Hi, i have struggled with this question: * why can we not do E(1-p/p)=1-E(p)/E(p) ? this gives wrong answer as a/b. the solutions integrate pdf*(1-p/p) which i understand method but why does what i said not work? * do i assume that this E(1-p/p) is a bayesian estimate? would any form of E(...) work as a bayesian estimate? (i know its not the usual quadratic/all or nothing/absolute) thank you in advance for help
Thanks Alfie E[(1-p)/p] is a function of p, you can't separate out the 1/p as E(1/p) is different to 1/E(p), you can work out the expected value as the integral of the function multiplied by the pdf. This is the expected value of this function of p, it is the prior distribution mean. A Bayesian estimate of p under quadratic loss would be the mean of the posterior distribution. You work that out in iv using ii and iii.
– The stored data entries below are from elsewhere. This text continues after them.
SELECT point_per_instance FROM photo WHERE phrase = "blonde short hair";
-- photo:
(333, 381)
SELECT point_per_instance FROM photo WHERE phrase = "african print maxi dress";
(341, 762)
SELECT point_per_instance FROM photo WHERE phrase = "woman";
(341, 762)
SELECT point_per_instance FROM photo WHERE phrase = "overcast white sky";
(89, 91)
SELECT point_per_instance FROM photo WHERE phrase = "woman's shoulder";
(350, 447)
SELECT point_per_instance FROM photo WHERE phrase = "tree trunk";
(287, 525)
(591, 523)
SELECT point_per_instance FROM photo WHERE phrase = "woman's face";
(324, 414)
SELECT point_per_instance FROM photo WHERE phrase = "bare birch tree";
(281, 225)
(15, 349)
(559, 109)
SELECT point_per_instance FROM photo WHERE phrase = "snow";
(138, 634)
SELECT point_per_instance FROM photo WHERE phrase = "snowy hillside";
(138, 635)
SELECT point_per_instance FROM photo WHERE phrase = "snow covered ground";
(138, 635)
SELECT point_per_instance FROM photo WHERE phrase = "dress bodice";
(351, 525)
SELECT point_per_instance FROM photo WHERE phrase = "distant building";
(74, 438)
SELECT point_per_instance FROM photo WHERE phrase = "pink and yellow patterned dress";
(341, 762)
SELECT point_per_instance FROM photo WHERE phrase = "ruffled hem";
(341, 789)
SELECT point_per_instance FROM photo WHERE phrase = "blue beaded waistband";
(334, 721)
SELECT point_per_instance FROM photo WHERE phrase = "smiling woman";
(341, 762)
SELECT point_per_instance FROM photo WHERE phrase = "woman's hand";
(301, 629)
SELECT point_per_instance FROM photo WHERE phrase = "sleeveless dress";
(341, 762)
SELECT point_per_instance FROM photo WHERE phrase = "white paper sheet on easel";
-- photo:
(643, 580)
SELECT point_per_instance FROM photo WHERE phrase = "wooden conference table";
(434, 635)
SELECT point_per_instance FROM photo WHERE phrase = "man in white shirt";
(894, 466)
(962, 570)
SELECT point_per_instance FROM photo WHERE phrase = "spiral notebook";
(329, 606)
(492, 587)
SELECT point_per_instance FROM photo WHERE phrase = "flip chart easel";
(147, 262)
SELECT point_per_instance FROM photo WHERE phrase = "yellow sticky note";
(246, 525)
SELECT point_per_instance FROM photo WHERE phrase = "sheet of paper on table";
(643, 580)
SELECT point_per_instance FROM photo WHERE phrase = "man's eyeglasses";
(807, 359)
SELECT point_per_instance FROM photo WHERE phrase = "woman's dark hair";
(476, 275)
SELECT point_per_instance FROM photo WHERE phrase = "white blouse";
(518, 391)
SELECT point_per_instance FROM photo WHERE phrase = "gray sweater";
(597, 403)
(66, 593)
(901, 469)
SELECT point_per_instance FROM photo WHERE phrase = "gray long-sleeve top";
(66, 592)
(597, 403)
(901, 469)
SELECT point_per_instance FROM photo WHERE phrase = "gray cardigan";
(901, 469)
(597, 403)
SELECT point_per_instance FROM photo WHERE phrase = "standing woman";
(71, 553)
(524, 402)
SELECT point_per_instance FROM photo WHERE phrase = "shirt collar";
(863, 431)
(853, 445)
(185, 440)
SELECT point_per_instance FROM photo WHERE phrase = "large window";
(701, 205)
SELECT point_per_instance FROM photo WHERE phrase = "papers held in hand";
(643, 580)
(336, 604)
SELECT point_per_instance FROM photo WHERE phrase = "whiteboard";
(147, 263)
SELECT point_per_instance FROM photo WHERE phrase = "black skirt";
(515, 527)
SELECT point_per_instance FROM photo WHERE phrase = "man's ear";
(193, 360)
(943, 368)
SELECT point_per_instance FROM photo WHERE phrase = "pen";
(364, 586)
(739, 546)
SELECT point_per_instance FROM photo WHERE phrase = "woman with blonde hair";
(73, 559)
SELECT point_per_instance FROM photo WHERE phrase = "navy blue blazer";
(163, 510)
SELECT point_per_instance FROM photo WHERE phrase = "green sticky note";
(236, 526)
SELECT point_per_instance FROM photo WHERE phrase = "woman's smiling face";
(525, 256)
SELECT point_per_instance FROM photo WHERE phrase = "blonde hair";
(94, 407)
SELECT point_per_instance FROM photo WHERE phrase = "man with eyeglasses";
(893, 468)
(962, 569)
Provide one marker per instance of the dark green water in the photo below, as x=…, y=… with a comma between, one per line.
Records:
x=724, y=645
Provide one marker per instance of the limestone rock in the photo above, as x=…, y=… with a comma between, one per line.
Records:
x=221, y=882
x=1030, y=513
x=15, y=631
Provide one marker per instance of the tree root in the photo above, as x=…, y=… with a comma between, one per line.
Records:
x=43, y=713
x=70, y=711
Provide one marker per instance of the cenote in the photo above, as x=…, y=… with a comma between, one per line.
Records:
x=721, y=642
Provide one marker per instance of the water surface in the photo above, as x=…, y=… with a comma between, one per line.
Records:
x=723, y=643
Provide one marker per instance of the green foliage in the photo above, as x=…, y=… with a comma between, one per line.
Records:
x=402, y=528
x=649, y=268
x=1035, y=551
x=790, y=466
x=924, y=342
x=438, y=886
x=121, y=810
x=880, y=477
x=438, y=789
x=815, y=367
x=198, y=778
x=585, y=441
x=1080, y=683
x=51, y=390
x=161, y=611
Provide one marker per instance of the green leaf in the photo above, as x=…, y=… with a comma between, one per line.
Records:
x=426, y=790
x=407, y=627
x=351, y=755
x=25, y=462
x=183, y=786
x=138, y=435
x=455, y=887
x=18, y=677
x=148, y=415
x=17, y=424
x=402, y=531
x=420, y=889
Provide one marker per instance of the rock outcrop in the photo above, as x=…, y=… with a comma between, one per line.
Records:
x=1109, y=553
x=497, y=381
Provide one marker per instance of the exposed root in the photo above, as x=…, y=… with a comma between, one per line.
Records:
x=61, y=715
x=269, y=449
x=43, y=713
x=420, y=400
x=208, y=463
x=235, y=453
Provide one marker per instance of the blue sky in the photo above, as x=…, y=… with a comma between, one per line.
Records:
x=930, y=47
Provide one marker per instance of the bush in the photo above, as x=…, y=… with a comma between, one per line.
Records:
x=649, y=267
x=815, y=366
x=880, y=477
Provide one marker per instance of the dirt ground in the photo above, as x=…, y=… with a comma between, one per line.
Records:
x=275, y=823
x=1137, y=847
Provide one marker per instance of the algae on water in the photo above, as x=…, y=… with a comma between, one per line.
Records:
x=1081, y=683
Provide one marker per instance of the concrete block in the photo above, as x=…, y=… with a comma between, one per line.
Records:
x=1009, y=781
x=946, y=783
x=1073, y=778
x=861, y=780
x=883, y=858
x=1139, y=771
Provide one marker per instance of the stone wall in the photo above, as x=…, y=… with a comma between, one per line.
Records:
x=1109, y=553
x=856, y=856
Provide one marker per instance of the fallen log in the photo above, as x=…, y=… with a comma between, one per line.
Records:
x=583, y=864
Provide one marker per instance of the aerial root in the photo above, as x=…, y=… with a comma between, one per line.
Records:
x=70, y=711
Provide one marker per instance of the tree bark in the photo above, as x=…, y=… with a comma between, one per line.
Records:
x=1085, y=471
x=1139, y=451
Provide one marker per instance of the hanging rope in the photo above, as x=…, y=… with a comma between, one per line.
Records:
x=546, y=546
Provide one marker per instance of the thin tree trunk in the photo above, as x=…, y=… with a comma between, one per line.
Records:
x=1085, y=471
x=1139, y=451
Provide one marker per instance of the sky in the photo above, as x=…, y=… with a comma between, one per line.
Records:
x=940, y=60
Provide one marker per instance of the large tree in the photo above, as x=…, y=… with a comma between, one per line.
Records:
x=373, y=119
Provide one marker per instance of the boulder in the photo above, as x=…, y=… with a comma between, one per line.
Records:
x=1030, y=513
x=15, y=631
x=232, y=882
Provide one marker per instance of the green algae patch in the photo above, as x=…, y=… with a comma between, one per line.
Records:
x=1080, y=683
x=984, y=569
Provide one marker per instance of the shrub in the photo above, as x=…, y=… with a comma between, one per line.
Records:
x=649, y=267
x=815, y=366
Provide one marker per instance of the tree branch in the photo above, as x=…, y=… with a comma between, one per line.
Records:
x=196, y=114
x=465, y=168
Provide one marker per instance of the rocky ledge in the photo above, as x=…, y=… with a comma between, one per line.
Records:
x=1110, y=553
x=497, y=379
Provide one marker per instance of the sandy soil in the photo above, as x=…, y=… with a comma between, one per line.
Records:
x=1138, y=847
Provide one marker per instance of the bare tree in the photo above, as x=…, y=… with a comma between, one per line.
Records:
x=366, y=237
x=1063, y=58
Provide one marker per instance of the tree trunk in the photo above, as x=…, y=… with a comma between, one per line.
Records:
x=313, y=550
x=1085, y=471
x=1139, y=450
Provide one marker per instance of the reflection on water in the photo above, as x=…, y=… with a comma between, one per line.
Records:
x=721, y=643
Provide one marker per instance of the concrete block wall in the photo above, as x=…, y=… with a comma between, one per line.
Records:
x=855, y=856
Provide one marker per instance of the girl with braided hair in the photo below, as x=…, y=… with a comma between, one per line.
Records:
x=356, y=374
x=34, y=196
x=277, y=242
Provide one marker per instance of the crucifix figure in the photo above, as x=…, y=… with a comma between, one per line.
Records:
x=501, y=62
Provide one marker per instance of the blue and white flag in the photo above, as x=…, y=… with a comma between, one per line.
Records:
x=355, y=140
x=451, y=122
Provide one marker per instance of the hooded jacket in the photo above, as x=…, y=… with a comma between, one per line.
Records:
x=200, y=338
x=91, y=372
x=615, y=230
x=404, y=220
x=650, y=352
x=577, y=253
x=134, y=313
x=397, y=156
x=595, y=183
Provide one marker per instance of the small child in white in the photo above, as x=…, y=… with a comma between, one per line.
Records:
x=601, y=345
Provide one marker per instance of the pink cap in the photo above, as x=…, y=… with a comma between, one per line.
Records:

Thanks Andrea
Hi Andrea, thank you for this! sorry, what do you mean by 'a function of p'? im finding it difficult to see how this is different to say E(\sumx/\lambda) which is another question that i have seen but this time it is okay to pull out lambda. How do we know when its a function of something? i would have said E(\sumx/lambda) was a function of x thank you in advance!
p is your variable of interest, so 1/p is a function of p as is p^2 say. I suspect the other question was a function of x so it is okay to remove lambda in that case, as you said. You would be guided by the question, here it was about p in i) conjugate prior of p, so that is our variable.